É também observável que a nova divisão internacional do trabalho e sua distribuição formaram áreas de especialização e novos espaços de prosperidade no planeta (os tigres asiáticos são um exemplo), junto ao reconhecimento das diferenças culturais, colocando em evidência o deslocamento do poder ocidental.

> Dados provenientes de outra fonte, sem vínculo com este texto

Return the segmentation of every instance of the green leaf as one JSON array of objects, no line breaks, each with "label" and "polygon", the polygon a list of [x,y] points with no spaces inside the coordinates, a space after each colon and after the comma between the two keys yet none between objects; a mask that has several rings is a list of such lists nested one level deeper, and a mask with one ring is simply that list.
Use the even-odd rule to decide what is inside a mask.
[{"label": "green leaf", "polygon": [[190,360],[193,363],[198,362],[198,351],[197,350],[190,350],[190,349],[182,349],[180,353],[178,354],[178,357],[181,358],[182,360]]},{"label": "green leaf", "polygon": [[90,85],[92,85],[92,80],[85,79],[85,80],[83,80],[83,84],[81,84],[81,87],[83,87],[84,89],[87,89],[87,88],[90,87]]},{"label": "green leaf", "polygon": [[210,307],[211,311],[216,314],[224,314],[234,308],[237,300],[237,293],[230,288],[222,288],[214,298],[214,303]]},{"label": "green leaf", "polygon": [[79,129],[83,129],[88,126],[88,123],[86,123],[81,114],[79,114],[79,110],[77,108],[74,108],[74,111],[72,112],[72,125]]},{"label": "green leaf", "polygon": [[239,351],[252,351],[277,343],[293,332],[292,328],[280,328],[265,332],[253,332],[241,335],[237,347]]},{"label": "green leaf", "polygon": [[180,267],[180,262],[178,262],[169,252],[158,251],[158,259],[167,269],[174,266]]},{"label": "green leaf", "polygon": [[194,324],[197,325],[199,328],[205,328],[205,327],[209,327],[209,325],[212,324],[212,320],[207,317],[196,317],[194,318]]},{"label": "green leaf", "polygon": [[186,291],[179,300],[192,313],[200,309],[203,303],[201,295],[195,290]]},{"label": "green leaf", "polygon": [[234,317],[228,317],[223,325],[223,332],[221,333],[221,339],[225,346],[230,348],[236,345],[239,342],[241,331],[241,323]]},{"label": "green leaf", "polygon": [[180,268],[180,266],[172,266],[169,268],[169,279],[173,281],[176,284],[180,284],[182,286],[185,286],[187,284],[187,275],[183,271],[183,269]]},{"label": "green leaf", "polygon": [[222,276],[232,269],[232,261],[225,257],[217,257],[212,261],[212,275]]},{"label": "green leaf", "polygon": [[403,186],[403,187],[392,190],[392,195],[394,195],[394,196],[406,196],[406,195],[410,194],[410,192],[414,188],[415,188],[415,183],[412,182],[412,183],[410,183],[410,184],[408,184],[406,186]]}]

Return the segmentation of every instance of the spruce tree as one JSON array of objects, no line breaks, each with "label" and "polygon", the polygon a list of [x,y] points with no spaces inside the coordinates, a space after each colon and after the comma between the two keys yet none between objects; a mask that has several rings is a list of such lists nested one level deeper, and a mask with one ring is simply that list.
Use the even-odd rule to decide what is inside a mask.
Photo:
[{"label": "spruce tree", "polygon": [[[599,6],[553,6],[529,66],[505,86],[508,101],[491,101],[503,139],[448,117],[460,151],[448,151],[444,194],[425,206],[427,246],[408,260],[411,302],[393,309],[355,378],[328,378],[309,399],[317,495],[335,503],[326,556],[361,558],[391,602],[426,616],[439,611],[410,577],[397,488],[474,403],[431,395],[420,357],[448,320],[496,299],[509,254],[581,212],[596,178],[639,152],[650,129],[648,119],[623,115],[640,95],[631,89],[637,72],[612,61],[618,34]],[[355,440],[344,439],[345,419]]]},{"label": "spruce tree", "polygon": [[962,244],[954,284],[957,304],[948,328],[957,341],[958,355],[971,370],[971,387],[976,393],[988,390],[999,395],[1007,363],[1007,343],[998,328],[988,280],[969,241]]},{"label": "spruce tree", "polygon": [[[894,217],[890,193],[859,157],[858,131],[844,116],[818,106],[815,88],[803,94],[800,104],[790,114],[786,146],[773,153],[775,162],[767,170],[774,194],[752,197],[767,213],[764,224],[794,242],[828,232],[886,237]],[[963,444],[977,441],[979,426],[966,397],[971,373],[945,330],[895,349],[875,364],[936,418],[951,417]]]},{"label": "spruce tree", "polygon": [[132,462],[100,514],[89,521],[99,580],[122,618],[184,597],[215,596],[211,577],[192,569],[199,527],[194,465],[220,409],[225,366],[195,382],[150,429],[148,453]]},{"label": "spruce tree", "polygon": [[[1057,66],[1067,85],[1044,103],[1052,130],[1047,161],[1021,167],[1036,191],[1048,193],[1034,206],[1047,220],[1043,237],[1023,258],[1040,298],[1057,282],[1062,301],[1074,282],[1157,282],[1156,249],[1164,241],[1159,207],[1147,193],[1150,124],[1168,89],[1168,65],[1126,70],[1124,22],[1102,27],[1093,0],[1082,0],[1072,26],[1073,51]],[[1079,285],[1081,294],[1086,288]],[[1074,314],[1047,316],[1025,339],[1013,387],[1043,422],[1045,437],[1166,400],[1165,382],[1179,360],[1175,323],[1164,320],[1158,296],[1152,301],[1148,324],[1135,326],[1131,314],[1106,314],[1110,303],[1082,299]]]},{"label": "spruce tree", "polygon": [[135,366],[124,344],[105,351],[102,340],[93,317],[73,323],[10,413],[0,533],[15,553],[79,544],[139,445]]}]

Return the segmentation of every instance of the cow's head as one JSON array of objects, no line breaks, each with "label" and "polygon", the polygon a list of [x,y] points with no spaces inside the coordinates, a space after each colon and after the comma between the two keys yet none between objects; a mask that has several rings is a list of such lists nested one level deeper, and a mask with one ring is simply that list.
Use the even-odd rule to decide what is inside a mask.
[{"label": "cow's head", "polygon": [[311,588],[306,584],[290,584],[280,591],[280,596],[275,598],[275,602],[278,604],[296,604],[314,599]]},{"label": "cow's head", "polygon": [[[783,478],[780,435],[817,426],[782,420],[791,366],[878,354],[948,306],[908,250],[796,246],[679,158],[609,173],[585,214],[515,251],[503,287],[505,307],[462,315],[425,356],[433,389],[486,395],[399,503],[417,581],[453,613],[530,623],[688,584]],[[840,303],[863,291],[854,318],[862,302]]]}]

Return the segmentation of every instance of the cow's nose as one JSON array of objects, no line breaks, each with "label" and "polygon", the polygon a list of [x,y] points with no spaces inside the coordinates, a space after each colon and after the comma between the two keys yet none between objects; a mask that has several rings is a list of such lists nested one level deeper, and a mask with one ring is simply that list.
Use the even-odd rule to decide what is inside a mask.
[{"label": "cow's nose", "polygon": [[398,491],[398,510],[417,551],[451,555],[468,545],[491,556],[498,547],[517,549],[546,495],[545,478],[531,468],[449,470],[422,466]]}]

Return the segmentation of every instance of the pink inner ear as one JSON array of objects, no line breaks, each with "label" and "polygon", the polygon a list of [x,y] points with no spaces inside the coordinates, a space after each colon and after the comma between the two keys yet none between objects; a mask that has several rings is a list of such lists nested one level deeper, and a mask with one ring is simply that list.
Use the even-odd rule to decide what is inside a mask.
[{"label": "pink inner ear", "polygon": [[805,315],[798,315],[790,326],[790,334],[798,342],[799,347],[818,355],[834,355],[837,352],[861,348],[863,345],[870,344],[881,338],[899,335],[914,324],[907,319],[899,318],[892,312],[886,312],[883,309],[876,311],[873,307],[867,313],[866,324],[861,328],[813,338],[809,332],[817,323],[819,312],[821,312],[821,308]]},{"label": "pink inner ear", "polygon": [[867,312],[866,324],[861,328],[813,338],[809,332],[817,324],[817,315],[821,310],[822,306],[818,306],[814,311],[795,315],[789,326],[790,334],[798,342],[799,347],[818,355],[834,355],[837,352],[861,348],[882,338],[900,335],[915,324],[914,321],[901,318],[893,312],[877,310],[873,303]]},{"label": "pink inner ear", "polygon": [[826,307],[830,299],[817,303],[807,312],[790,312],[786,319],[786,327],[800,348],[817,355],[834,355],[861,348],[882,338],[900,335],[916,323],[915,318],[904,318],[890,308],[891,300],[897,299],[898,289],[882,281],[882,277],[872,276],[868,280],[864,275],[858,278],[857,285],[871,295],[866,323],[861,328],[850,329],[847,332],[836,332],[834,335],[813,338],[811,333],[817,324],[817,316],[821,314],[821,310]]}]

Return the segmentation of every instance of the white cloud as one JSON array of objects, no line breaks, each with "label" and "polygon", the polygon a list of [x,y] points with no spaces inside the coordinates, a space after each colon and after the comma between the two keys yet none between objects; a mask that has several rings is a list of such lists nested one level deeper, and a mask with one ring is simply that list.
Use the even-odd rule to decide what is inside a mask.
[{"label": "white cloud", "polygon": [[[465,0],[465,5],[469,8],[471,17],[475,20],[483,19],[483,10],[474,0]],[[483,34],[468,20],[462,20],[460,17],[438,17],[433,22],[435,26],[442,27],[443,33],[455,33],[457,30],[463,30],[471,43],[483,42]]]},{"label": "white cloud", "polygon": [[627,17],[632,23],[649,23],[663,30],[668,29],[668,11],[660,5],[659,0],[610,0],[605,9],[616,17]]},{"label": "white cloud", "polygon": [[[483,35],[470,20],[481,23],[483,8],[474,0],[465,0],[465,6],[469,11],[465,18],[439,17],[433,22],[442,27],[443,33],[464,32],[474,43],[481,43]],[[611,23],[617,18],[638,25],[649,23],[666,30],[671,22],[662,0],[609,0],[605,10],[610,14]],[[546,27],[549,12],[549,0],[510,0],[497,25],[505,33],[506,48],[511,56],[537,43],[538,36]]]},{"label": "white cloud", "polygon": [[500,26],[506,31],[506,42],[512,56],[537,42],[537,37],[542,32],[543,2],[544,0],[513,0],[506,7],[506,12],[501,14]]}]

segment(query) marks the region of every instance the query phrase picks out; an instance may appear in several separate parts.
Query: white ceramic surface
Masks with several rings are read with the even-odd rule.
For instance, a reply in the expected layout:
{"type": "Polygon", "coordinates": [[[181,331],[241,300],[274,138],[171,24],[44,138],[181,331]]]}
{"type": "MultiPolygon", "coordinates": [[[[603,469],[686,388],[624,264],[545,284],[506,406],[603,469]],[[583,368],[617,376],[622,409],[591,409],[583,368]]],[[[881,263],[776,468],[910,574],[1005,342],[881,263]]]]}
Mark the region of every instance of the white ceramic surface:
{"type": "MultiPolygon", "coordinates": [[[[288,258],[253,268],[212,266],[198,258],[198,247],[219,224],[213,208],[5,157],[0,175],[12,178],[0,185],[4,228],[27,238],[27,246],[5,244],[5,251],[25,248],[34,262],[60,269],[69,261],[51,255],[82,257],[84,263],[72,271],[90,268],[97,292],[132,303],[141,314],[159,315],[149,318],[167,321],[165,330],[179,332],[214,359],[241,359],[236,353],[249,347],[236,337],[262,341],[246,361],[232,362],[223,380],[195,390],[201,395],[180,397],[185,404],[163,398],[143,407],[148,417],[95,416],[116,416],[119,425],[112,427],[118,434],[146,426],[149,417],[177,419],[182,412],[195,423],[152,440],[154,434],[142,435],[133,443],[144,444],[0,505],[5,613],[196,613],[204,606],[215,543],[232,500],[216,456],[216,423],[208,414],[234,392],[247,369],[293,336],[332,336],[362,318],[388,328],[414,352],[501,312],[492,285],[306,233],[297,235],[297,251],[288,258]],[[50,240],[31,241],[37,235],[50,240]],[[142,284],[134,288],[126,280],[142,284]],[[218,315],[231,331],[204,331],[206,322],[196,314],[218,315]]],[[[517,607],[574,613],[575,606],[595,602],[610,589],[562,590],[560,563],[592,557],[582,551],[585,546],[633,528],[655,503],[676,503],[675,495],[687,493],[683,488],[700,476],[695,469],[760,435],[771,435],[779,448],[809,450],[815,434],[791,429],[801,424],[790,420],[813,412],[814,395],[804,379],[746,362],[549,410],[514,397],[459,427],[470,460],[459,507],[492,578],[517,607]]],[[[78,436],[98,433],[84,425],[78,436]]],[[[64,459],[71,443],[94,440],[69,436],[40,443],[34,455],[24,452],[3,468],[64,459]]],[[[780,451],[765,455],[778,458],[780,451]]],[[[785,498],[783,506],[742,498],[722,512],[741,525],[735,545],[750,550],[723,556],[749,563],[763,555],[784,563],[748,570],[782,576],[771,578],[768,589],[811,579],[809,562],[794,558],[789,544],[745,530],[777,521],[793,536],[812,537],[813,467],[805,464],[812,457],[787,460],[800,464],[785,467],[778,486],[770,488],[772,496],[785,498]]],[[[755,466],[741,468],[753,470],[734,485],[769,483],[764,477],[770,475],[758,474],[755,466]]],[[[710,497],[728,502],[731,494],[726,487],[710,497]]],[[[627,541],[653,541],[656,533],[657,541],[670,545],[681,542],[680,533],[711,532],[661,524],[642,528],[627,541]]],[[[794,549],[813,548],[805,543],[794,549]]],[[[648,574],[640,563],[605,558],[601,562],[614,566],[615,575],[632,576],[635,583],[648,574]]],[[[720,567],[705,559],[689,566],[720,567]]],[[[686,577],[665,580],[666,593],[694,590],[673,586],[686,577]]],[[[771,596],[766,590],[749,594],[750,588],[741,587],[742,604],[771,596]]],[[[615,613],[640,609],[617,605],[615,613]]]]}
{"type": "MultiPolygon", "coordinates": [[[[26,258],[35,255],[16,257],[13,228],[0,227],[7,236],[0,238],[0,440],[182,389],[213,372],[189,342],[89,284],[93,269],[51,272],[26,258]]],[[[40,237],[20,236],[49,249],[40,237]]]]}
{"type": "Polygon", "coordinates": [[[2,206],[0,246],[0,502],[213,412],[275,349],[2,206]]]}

Desse ponto de vista o pós-modernismo pode ser relacionado com os vários modos pelos quais os intelectuais ocidentais detectaram sintomas dessa alteração no equilíbrio global do poder, embora, obviamente, alguns deles possam ter interpretado essa alteração como um processo interno que se deu no interior da modernidade (ocidental). Seria mais apropriado, portanto, referir-se ao fim da modernidade como o fim da modernidade ocidental ou, para colocar as coisas de maneira menos dramática, o fim da modernidade ocidental está à vista; o Ocidente chegou a seu auge e isso se faz acompanhar por um senso de exaustão. (FEATHERSTONE, 1997, p. 119-120).

Diante de tais circunstâncias, pode-se considerar que as forças de transformação social estão por toda parte na sociedade ocidental? Que há um conjunto de elementos culturais, políticos, econômicos, sociais que indicam a disseminação dessa transformação? Parece que o esgotamento da modernidade ocidental aponta a necessidade de problematizar a complexidade da configuração global e suas conseqüências para a vida social nos Estados-Nação. É a isso que se refere o pós- modernismo para o entendimento das transformações em curso – problematizar o interior das sociedades atuais, a partir da globalização.

A transformação social pode ser considerada para o pensamento pós-moderno como uma possibilidade sempre aberta, descentrada, contingente e sem um agente, mas com agentes múltiplos.